The six-part series I wrote is a layered unfolding of a whole. Reading in order gives you the big picture; starting from the layer you’re interested in is also possible.
Data Layer: If the data layer is rotten, the agent makes rotten decisions too. The foundation of the entire architecture starts here. (Read more: The Data Layer)
Semantic Layer: Data exists but meaning cannot be produced without generating it first. The foundation of the RAG infrastructure is built in this layer. (Read more: The Semantic Layer)
Ontology & Knowledge Graph: An agent that understands relationships between concepts can think in context. This is the agent’s memory. (Read more: Modeling Relationships with Ontology and Knowledge Graph)
Orchestration: The agent doesn’t make decisions in a single step, but in a chain. The mechanism that makes this chain reliable is orchestration. (Read more: The Brain of Agents)
Observability: A system that cannot be observed cannot be managed. The agent’s nervous system — why is it essential to see what’s happening inside in real time? (Read more: The Agent’s Nervous System)
Audit & Explainability: Trust is not won at the moment of deployment, but re-earned after every decision. How to build an accountable agent? (Article to be published soon)

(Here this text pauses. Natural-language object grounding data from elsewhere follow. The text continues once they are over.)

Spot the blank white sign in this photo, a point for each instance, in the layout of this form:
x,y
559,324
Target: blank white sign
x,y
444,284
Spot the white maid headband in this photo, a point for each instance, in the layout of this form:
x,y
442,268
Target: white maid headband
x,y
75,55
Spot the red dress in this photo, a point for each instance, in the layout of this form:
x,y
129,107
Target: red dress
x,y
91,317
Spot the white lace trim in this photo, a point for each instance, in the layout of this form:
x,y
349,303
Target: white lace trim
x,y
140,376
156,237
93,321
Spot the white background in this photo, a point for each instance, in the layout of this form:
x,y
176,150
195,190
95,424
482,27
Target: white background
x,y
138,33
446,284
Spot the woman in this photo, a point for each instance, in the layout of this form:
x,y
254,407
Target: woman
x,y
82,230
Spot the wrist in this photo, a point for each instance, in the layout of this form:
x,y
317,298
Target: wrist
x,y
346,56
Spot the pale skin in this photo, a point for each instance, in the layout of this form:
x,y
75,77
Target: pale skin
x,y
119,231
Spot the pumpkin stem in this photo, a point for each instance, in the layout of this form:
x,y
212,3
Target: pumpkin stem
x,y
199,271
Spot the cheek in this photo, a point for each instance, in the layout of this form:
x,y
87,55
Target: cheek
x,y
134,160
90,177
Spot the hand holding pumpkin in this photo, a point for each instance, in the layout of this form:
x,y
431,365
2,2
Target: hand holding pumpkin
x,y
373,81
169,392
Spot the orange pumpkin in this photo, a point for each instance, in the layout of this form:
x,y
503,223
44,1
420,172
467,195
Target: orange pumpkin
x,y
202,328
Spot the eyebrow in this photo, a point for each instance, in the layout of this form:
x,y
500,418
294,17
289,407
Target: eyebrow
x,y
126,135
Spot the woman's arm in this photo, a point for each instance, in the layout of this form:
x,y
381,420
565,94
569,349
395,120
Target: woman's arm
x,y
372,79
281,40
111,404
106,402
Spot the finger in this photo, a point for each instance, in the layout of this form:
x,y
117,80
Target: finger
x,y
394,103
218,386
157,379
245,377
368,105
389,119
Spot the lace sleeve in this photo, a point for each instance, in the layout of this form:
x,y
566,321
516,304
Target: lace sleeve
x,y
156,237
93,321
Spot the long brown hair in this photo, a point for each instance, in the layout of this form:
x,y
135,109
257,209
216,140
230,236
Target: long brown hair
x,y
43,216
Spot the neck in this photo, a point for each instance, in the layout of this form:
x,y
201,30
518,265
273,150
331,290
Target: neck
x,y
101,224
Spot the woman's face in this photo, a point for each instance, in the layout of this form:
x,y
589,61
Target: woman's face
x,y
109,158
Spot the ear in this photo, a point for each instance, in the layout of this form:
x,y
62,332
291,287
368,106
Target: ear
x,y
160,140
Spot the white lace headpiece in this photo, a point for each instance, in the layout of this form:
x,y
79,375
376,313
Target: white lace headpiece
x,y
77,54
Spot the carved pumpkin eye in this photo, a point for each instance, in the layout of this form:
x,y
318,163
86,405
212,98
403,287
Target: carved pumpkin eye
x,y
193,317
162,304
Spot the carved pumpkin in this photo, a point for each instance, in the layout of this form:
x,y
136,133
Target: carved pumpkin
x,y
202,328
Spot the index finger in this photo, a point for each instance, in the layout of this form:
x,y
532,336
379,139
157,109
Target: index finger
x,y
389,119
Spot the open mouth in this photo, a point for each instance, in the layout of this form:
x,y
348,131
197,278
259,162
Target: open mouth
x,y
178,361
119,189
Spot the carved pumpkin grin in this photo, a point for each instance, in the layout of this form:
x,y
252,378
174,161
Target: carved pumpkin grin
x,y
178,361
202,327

A well-designed agent system does not sideline humans. It empowers them. It enables better questions, faster analysis, and clearer options — but it must never be forgotten that it is always the human who sets strategy, assigns priority, and bears risk.
Agents can be intelligent. Intelligence alone is not enough to be reliable. Reliability is built with accurate data, meaningful context, transparent decisions, and accountable architectures. Layer by layer. Step by step. And always alongside process design.
Dr. Şükrü İmre
Note: The use case design, architectural approach, layer decisions, and human-in-the-loop points in this article series were conceived and defined by me. Claude (Anthropic) was used as a collaborator in code development and article editing. All content has been tested and verified.